2012 November 14



A medieval calligrapher scribes a book

When I was about 9 years old, my parents gave me a basic calligraphy set. It’s not that my handwriting was particularly good (or particularly bad!)—I think they were just experimenting with different artistic outlets. For whatever reason, it struck a chord. (A quill?) After experimenting and practicing for months, I got my first job ever—lettering a short quote for my piano teacher. As a thank-you gift, she gave me a copy of Margaret Shepherd’s Learning Calligraphy: a Book of Lettering, Design and History. After that, there was no stopping me.

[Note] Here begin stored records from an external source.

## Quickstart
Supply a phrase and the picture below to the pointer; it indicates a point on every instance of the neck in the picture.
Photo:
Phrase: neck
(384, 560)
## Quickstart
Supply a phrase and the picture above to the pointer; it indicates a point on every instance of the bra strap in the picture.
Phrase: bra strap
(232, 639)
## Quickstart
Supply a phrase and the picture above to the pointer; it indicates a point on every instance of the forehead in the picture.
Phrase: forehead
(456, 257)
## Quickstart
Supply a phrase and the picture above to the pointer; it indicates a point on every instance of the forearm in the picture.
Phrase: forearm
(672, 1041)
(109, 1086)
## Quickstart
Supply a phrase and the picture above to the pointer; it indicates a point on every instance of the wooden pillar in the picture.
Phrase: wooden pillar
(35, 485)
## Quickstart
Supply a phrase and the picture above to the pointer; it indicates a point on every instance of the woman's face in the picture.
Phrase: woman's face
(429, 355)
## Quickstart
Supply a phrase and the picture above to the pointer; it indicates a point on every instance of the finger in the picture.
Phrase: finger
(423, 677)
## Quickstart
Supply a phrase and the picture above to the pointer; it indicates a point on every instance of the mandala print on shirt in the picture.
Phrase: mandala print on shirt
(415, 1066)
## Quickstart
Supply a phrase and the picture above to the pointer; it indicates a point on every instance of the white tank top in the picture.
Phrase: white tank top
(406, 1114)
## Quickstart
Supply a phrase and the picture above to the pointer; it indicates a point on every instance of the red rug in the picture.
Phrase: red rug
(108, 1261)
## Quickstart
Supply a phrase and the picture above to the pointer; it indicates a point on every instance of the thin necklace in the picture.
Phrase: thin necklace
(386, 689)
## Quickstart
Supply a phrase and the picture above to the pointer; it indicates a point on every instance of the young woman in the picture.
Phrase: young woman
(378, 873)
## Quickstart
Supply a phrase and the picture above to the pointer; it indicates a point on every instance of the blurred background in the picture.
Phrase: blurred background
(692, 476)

Most often, I’ve done pieces solely for my own pleasure, but from time to time I’ve given them away or been commissioned to do a work. So technically, I’m a professional calligrapher. One side benefit: practicing calligraphy has taught me infinite care and patience. A well-designed calligraphy job requires exquisite planning—measuring the spacing, carefully drawing in light parallel guidelines in pencil, working letter by letter… starting the entire piece over after a single slip of the nib. Like nothing else, calligraphy has shown me that 4 hours of careful planning and preparation can save days of fruitless effort.

Like most office workers, I spend a lot of time typing these days and very little time writing by hand. You’d never guess from my regular handwriting that I’m capable of beautiful lettering.